Los nichos ornamentados son la expresión más elocuente
Los nichos ornamentados son la expresión más elocuente

La muerte es lo único seguro en nuestras vidas. Insoslayable.

A lo largo de nuestra historia la muerte ha dejado de ir siendo un tema tabú y las formas de manifestar un culto a nuestros seres querido que han fallecido ha cambiado.

 

Es cierto que en las necrópolis existe diversidad “social” al igual que la ciudad de los vivos. Este es el caso del Cementerio General, el que está dividido por barrios. Basta sólo un recorrido por sus calles para percatarse de las más variadas formas de vida y de culto: ostentosos mausoleos y tumbas de tierra; zonas de disidentes sin adorno alguno y patios y calles (como la calle San José) donde los gitanos rinden homenaje a sus muertos con techos de género y coloridas flores de papel y plástico.

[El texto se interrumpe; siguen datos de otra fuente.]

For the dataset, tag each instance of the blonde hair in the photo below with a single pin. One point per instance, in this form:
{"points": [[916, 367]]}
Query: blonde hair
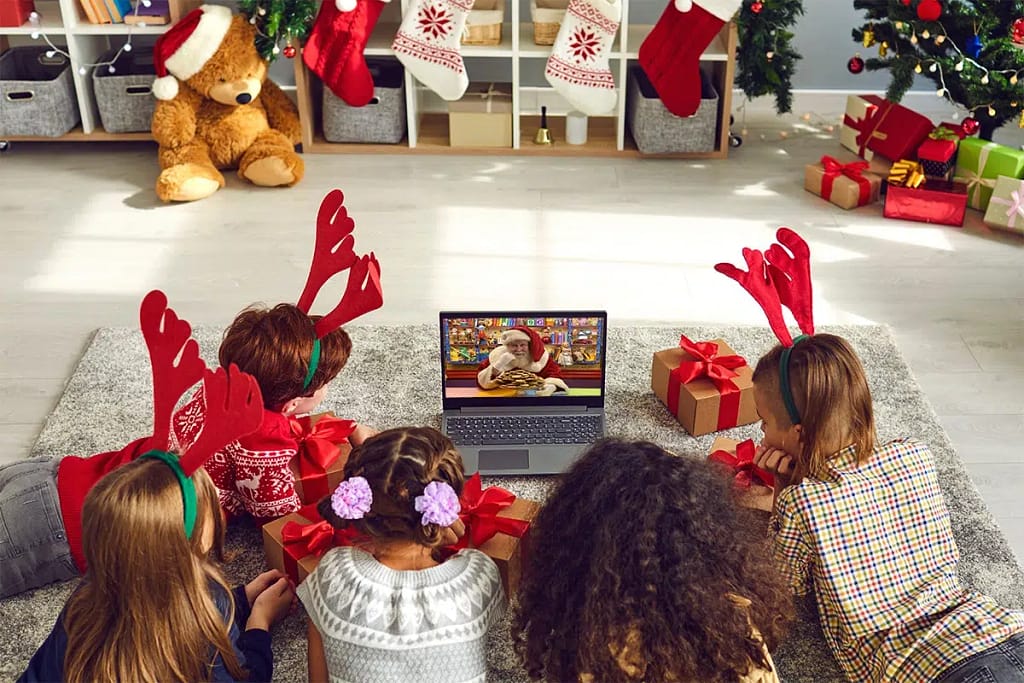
{"points": [[144, 610], [829, 390]]}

Lleno de flores en algunas partes, gris y sórdido en otras, yermo en un patio y florido en otro vecino, el camposanto más antiguo de Chile es tan heterogéneo como el largo país que lo alberga.

 

Sin embargo hay un común denominador, con ciertos matices claro: todos expresan su religiosidad. Desde los que descansan en los más faustuosos mausoleos, hasta los de la fosa común reciben algún tipo de “regalo”, la expresión más común de esto son las flores, pero a medida que nos acercamos a los nichos podemos encontrarnos con fotos, peluches, cartas, juguetes y hasta banderas del que fuera su equipo favorito. Esto habla de la creencia en la vida después de la muerte, sugiera un “mantenerlos felices” y lo mismo nos cuenta Ana Amigo (abuelita de Diego), ya que dice que “uno va a ver a su familia y le deja cosas para que sientan que uno los recuerda, eso es importante ya que ellos ven eso y se sienten felices al recibir visitas”.

 

Preguntamos a “La Chica de Rojo”-vendedora de flores de la calle Belisario Prats- sobre qué tanta gente va al camposanto y cuán seguido lo hace. La locataria nos señaló que “todo el tiempo viene gente acá, y siempre llevan su ramito más que sea, es re importante el tema de llevar ofrendas porque es como una retribución a los muertos” sin embargo enfatizo que “sin duda el día de mayor afluencia es el 1º de noviembre, ahí sí que se llena y llegan familias enteras a visitar a sus deudos”.

De esta manera queda claro que algo tan simple como ir a ver a alguien al cementerio es una expresión de religiosidad popular, y vaya qué importante es esta.